Java, RTF, and unicode characters
I don’t often post code snippets on my blog, however I wasn’t able to find any advice recently concerning how to put Unicode / UTF-8 characters into an RTF (Rich Text Format) document that was being created in Java.
Here’s the problem:
I have some data that I am manipulating Java, and the data contains some unicode characters. I need to include them in an RTF document, however RTF documents only support 7-bit ASCII.
The Unicode characters need encoding in some way. Wikipedia (http://en.wikipedia.org/wiki/Rich_Text_Format#Character_encoding) says the solution is to use the ‘/u[character-code]‘ notation. The issue I had was how to get from unicode characters to that solution. The answer is in the form of the codePointAt method in Java, which will return the character code for the character referenced.
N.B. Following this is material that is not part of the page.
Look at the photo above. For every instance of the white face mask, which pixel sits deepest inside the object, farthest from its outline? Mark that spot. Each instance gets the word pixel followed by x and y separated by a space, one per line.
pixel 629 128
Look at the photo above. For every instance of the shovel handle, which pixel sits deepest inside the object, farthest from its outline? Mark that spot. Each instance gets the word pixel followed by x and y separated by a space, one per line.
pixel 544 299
This replacement can then be fed through the replaceAll method in a String.
Here’s the solution:
// Create a hashtable to hold the characters to convert
Hashtable<String, String> replace = new Hashtable<String, String>();
// The String to convert
String s = "The Māori Macron";
// Values we'll use in the loop
int value;
String bit;
for (int i = 0; i < x.length(); i++) {
// Get the character value
bit = x.substring(i, i + 1);
value = x.codePointAt(i);
// If the character value is above the
// 7-bit range of RTF ASCII
if (value > 127) {
replace.put(bit, "\\\\u" + value + "\\\\' ");
}
}
// Now replace all the characters we found
Enumeration e = parameters.keys();
String key, value;
while (e.hasMoreElements()) {
// Get the key
key = (String)e.nextElement();
// Get the value
value = (String)parameters.get(key);
// Make the substitution
s = s.replaceAll(key, value);
}
In the example above, the String ‘The Māori Macron’ is converted into ‘The M\u257\’ ori Macron’ which is valid RTF to show the characters you need. I’m using a separate enumeration of the strings to be replaced, as my scripts also have to perform other substitutions such as converting <b> to bold text etc.
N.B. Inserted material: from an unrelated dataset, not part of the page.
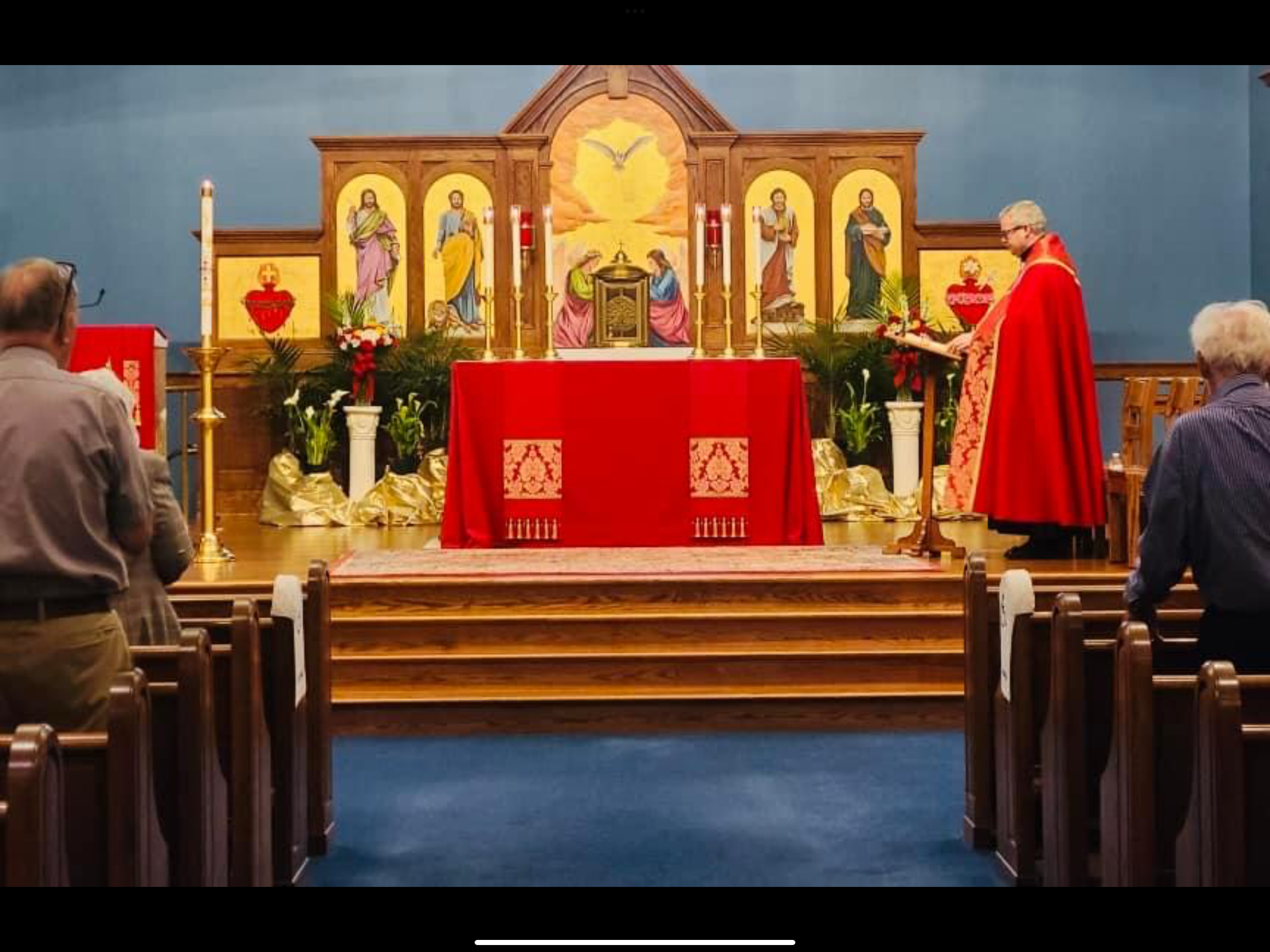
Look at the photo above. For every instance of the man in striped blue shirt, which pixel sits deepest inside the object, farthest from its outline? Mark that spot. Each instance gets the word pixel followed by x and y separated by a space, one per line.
pixel 1208 501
In: Uncategorized · Tagged with: interoperability, java



on January 29, 2012 at 11:06 pm
Permalink
Didn’t worked for me. Also your snippet doesn’t show all the important information. What is x and what is parameters? What is the syntax later you write the RTF string to file on disk? Hope you can help further. Thanks!
on February 2, 2012 at 10:37 pm
Permalink
this function shows it more detailed:
private String convertToRTFUnicode(String s) {
Map replace = new HashMap();
for (int i = 0; i 127) {
replace.put(bit, “\\\\u” + value + “\\\\’ “);
}
}
// Now replace all the characters we found
Iterator<Entry> it = replace.entrySet().iterator();
while (it.hasNext()) {
Entry entry = it.next();
String key = entry.getKey();
String value = entry.getValue();
// Make the substitution
s = s.replaceAll(key, value);
}
return s;
}
on February 2, 2012 at 10:48 pm
Permalink
Thanks for your comments. I’d stripped this piece of code out of a larger bit, so apologies for odd changed variable name etc!